A joint announcement from the Chancellor and Home Secretary of a new taskforce, comprised from Government and the regulated sector, cited £14.4 billion as an estimate for the scale of economic crime in the UK – a figure which only relates to fraud and tobacco smuggling. This is despite the National Crime Agency estimating £100 billion in illicit funds impacting the UK each year, and Transparency International is concerned such a low assessment fails to properly understand the problem of dirty money flowing into the UK.

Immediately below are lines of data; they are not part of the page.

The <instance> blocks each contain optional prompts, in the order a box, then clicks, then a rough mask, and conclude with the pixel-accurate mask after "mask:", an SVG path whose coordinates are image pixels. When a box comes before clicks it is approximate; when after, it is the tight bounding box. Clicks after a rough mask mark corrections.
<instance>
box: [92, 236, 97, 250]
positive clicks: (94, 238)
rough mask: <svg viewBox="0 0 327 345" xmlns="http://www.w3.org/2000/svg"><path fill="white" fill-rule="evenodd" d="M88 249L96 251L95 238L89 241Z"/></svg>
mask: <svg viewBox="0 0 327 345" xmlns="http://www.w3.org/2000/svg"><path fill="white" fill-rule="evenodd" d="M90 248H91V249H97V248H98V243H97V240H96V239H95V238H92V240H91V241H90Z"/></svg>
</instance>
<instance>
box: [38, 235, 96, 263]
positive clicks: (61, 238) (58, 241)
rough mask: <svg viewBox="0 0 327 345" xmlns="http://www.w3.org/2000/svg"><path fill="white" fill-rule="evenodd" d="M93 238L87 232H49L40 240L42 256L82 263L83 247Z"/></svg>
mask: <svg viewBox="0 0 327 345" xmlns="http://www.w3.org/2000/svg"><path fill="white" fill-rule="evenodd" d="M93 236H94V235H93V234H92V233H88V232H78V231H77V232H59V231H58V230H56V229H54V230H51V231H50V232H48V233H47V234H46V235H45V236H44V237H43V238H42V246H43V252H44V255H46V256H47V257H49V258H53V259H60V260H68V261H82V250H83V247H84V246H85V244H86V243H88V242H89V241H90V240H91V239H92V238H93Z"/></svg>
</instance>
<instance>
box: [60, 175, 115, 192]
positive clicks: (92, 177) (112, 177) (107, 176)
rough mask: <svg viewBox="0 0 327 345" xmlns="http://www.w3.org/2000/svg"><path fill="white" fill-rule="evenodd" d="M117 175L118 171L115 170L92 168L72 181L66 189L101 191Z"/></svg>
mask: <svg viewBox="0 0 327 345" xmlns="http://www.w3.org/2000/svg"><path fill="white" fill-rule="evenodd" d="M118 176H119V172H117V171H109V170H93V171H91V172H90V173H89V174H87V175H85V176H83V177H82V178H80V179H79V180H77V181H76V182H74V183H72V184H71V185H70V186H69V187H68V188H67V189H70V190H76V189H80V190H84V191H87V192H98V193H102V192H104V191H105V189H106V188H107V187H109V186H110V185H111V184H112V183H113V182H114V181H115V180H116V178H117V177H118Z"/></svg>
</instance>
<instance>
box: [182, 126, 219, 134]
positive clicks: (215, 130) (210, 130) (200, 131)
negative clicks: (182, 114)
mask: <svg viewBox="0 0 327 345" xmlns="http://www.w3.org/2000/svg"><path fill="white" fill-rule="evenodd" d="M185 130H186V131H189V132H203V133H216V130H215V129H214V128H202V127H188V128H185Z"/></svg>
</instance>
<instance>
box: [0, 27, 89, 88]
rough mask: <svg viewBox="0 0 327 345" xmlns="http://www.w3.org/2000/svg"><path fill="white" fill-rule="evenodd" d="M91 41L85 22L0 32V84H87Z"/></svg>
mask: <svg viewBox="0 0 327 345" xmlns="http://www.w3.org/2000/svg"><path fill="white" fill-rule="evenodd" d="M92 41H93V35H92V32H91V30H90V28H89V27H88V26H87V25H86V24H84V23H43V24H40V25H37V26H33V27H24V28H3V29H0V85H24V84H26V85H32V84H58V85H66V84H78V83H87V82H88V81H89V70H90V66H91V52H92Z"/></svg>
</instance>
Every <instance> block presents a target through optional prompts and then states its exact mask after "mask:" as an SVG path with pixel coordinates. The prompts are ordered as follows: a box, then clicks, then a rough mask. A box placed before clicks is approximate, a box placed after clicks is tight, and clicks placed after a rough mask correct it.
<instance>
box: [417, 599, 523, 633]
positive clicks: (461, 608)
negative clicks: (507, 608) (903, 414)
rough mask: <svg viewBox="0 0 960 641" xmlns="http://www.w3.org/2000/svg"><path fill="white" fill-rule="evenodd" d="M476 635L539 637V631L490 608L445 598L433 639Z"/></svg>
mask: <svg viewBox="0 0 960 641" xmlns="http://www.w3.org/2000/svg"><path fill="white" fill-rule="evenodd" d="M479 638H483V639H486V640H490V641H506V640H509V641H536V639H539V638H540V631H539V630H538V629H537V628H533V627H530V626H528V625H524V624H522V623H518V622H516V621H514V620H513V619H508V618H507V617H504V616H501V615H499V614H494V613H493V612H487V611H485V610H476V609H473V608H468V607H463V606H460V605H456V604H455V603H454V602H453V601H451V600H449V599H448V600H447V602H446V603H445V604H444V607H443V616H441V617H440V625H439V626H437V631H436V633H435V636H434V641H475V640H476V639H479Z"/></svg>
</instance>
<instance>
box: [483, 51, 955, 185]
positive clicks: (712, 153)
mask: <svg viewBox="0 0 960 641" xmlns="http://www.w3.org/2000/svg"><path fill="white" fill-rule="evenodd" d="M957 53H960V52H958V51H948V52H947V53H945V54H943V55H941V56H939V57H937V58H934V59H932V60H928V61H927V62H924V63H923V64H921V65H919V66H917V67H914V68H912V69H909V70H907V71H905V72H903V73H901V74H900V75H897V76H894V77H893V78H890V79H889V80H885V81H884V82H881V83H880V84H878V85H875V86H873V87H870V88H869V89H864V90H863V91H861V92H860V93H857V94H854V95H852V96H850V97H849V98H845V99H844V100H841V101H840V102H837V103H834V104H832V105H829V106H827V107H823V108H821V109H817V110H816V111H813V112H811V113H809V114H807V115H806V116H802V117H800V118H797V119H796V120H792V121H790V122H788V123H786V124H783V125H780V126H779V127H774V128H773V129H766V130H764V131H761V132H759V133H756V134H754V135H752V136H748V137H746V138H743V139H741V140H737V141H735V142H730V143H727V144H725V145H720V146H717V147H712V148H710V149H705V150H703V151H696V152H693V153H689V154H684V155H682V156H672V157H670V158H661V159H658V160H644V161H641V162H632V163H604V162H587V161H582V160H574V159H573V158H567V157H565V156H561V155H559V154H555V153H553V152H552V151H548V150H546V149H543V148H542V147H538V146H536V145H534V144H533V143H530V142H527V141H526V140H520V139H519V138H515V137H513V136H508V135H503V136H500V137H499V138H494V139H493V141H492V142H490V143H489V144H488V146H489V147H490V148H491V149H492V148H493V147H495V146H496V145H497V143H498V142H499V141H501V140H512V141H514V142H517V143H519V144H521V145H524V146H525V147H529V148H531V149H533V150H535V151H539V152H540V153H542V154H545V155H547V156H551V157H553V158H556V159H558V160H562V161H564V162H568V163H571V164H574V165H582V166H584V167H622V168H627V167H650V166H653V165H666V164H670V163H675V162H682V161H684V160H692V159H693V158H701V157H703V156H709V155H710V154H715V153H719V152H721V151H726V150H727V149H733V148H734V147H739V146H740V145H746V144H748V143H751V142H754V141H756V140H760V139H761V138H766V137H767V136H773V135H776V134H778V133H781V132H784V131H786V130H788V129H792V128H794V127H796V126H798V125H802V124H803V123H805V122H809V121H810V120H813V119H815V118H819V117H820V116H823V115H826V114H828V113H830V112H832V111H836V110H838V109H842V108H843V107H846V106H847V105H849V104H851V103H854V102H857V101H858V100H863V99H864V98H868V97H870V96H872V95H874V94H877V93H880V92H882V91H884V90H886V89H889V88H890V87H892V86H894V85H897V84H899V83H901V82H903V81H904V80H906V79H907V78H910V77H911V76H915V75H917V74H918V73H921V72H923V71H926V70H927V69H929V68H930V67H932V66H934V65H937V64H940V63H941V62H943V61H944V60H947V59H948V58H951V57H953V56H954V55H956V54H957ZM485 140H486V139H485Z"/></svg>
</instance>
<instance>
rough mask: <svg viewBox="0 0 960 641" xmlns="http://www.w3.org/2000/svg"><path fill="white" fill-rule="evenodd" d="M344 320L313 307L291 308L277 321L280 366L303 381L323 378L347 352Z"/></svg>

Likewise the promise of £3.5 million to reform the mechanisms for how the private sector report activity involving suspected money laundering is unlikely to be enough to fix a system that is both out-of-date and failing to identify corrupt funds being laundered into and using key sectors such as property, law firms and banks. To be successful in making a dent in economic crime this taskforce will also need to:

  • Introduce real corporate transparency at home and abroad – ensuring Companies House can effectively police abuse of UK companies and that transparency in the British Overseas Territories is both timely and thorough.
  • Address the role of private sector ‘enablers’ in corruption and supporting the introduction of laws that criminalise the failure to prevent money laundering.

Transparency International also hopes that this new taskforce will be transparent, publishing its minutes, agendas and objectives, so it can be held accountable and build confidence that it is acting in the public interest.

Rachel Davies Teka, Head of Advocacy at Transparency International UK, said:

“It’s welcome news that the Government remains behind the agenda of ending the UK’s role as a safe haven for corrupt money and that two important Departments are working together to this end. It’s worrying that in this announcement the Government has cited a figure which only relates to fraud and tobacco smuggling. Having a realistic understanding of the scale of the problem will enable policy makers to allocate proportionate resourcing to addressing the problem.”

“If this taskforce is to have a real impact it should aim to achieve wholesale, cross-departmental changes and address the key areas of weakness in the UK’s current fight against dirty money. This should include ensuring there is accurate data in the public domain on the ownership of UK Companies and those in the British Overseas Territories and Crown Dependencies as well as addressing the role of UK professionals who are complicitly or unwittingly involved in money laundering”

“We also hope that this taskforce will be fully transparent in its activity and therefore accountable to the public. This is a good initiative but it’s worth will only be dictated by how well it ultimately performs in cracking down on economic crime.”